The case against Harvard, filed last November in Boston federal court, argues that the university violates civil rights law by holding Asian Americans to a higher standard to restrict their numbers. The complaint cites studies showing Asian Americans have better academic records than members of other ethnic groups but are disproportionately rejected for admission to elite schools.
Harvard said it does not cap Asian American admissions but looks at each applicant “holistically.” In a public statement in May, Harvard general counsel Robert Iuliano said that weighing many characteristics is essential to Harvard’s academic mission and that its approach is consistent with federal law.
Admissions data show that the percentage of Asian American students admitted to Harvard for this year’s entering undergraduate class rose to 21 percent, compared with 17.6 percent a decade ago. Asian Americans number 14.7 million in the U.S., or 4.8 percent of the population, according to the 2010 Census.

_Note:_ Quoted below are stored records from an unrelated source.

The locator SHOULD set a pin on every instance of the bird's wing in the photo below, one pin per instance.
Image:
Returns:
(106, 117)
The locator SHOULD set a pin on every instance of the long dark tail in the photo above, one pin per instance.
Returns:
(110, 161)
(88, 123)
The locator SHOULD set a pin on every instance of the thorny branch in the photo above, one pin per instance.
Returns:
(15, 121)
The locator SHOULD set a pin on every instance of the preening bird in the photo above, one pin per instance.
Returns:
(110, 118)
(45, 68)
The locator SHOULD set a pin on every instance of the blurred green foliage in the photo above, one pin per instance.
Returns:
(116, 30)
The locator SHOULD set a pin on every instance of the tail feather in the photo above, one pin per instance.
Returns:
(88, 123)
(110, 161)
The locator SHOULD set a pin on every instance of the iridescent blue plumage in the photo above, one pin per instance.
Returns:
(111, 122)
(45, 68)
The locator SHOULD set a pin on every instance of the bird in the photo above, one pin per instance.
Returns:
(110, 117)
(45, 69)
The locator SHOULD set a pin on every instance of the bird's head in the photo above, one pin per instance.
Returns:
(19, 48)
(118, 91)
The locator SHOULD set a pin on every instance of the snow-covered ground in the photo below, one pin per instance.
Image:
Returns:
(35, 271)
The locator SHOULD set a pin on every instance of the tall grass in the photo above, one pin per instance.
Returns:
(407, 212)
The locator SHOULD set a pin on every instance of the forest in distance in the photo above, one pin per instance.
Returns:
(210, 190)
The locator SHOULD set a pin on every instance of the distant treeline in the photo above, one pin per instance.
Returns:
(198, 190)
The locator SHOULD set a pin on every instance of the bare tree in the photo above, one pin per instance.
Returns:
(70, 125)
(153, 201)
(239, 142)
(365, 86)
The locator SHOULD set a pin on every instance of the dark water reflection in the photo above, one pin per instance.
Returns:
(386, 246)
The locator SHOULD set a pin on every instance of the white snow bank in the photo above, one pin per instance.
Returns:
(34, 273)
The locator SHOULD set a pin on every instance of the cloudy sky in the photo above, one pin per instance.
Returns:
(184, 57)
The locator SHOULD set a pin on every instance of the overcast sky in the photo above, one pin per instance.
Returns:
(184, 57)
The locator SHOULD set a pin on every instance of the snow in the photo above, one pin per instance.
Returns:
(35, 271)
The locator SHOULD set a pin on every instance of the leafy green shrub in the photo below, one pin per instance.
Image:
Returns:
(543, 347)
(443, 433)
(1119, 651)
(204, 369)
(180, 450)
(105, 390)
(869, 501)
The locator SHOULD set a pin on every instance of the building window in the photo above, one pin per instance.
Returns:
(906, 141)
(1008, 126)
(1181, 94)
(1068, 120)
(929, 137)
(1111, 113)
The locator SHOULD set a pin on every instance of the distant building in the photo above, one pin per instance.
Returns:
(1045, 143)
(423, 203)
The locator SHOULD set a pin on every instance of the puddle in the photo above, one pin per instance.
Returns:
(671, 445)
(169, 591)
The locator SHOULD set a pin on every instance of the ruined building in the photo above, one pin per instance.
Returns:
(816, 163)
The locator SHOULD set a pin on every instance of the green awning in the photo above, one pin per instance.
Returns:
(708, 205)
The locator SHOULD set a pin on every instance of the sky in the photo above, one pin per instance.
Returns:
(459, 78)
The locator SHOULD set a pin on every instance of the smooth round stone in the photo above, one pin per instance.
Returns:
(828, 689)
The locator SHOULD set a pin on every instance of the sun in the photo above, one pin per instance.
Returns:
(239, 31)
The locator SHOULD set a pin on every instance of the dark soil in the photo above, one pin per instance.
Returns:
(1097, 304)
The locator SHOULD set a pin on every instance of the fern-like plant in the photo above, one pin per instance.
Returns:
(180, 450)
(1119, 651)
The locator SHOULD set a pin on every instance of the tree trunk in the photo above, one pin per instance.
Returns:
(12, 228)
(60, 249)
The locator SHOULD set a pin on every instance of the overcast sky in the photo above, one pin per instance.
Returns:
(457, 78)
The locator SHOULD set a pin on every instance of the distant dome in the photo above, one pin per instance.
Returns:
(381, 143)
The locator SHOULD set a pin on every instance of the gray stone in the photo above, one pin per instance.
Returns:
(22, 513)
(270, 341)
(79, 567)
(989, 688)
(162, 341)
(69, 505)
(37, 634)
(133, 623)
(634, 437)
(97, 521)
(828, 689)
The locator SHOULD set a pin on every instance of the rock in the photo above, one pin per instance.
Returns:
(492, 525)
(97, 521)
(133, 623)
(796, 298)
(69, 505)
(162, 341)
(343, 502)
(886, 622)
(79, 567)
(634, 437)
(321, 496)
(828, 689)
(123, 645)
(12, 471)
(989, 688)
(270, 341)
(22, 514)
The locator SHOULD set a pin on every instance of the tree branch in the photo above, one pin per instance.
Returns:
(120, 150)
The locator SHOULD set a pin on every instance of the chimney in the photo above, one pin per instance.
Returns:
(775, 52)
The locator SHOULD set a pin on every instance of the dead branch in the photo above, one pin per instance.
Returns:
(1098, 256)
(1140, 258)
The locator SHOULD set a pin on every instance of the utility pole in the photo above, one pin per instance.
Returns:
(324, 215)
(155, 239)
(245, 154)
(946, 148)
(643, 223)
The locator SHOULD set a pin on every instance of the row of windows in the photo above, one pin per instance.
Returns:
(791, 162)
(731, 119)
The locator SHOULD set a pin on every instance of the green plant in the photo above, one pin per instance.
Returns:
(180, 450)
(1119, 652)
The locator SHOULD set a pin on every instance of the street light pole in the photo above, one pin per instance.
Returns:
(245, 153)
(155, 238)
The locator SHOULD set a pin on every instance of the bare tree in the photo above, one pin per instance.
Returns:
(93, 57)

The percentage of blacks admitted to Harvard also rose compared with the class that entered in 2006, to 12.1 percent compared with 10.5 percent, as did the percentage of Latinos, by a somewhat wider margin. The gains for these groups appear to have come at the expense of whites, whose percentage in the admitted classes shrank to about 51 percent from about 61 percent.
Blum’s case is still at an early, pre-trial stage. Were it to proceed through appeals courts, it could ultimately be used to overturn the landmark 1978 Supreme Court case of Regents of the University of California v. Bakke, which forbade quotas but permitted colleges to use race as one criterion among many to obtain a diverse class.
The practice of giving an extra boost to historically disadvantaged minority groups, known as affirmative action, has come under withering criticism by conservatives. It has so far withstood challenges at the Supreme Court, but by close votes.
A NEW PLAINTIFF
Blum’s newly created plaintiff for the Asian American case is called Students for Fair Admissions. Blum said it is a “coalition of prospective applicants and applicants to higher education institutions who were denied admission” to universities including Harvard. The only student it describes is an unnamed Chinese American who, the suit alleges, was ranked first out of 460 students in high school, achieved a perfect score on the ACT college-admissions exam and was rejected for admission by Harvard in 2014.